Inverse Derivative: Error/Intuition

Question

Problem is to find $[f^{-1}(4)]'$ given $f(x)=\frac{x^3+7}{2}$.

Way One: Switch $x$ and $y$ to find inverse function. So, $x=\frac{y^3+7}{2}$. Therefore, $\sqrt[3]{2x-7}=y$ (i.e. our inverse function). So, $f^{-1}(x)=(2x-7)^{\frac{1}{3}}$. So, $\frac{d}{dx}f^{-1}(x)=\frac{2}{3}(2x-7)^{-\frac{2}{3}}\implies \frac{d}{dx}f^{-1}(4)=\frac{2}{3}.$

Way Two: Switch $x$ and $y$ to find inverse function. So, $x=\frac{y^3+7}{2}\implies 2x=y^3+7\implies 2=3y^2\frac{dy}{dx}\implies \frac{1}{\frac{3}{2}y^2}=\frac{dy}{dx}$.

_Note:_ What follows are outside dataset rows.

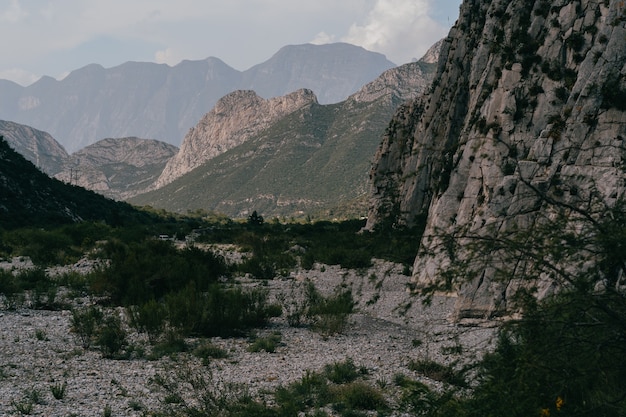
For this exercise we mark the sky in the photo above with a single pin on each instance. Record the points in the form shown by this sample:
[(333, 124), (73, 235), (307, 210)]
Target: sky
[(55, 37)]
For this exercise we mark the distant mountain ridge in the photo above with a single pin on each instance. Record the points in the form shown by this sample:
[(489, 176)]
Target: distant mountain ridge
[(30, 198), (118, 168), (36, 146), (311, 158), (157, 101)]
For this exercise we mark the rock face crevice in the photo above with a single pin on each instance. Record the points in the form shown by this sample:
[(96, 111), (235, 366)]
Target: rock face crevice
[(527, 94)]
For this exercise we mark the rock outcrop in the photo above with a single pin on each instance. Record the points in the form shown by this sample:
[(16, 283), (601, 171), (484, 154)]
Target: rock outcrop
[(157, 101), (526, 93), (288, 156), (118, 168)]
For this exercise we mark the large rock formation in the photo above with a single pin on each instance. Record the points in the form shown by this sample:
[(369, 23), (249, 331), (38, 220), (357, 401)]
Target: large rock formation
[(161, 102), (528, 94), (235, 118), (288, 156), (36, 146), (118, 168)]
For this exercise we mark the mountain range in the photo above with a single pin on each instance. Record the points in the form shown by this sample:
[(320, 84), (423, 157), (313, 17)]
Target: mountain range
[(346, 135), (161, 102), (526, 121), (287, 156), (30, 198)]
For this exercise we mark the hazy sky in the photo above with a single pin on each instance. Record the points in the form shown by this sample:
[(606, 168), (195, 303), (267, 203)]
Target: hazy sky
[(54, 37)]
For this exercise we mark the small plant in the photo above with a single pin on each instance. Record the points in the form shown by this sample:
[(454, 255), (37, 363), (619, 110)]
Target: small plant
[(135, 405), (41, 335), (437, 372), (111, 337), (85, 323), (208, 351), (267, 343), (23, 407), (58, 390), (341, 372), (359, 396)]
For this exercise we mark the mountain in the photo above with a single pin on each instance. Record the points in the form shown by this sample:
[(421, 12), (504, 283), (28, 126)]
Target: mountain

Now, this to me seems like the inverse function is $\frac{d}{dx}f^{-1}|_{x=3}=\frac{dy}{dx}|_{x=3}=\frac{1}{\frac{3}{2}y^2}$ when $x=3$ we know $y=f(3)$ which isn't our answer. So, what am I doing wrong here? Can someone explain what is incorrect with this reasoning? I feel like I am missing something when doing these problems.

Answer 1

It was tricky for me too so I started doing these problems the following way. You know that $f(f^{-1}(x)) = x$ so differentiating both sides gives you $$f'(f^{-1}(x)) \cdot \frac{d}{dx} f^{-1}(x) = 1 \implies \frac{d}{dx} f^{-1}(x) = \frac{1}{f'(f^{-1}(x)) }.$$ Now $f^{-1}(4) = 1$ so $$\frac{d}{dx} f^{-1}(4) = \frac{1}{f'(f^{-1}(4)) } = \frac{1}{f'(1)} = \frac{1}{3(1)^2/2} = \frac{2}{3}.$$

Answer 2

You already know that after switching variables \begin{align*} \frac{dy}{dx}=\frac{1}{\frac{3}{2}y^2}\tag{1} \end{align*} Since we want to know $\left(f^{-1}(4)\right)^{\prime}$ we obtain again after switching variables from $x=\frac{y^3+7}{2}$ evaluated at $x=4$:

\begin{align*} 4&=\frac{y^3+7}{2}\\ 8&=y^3+7\\ y&=1 \end{align*} putting it into (1) we get \begin{align*} \left.\frac{dy}{dx}\right|_{y=1}&=\left.\frac{1}{\frac{3}{2}y^2}\right|_{y=1} \color{blue}{=\frac{2}{3}} \end{align*} in accordance with the first way.

Note: It might be easier to calculate way two without switching variables after all.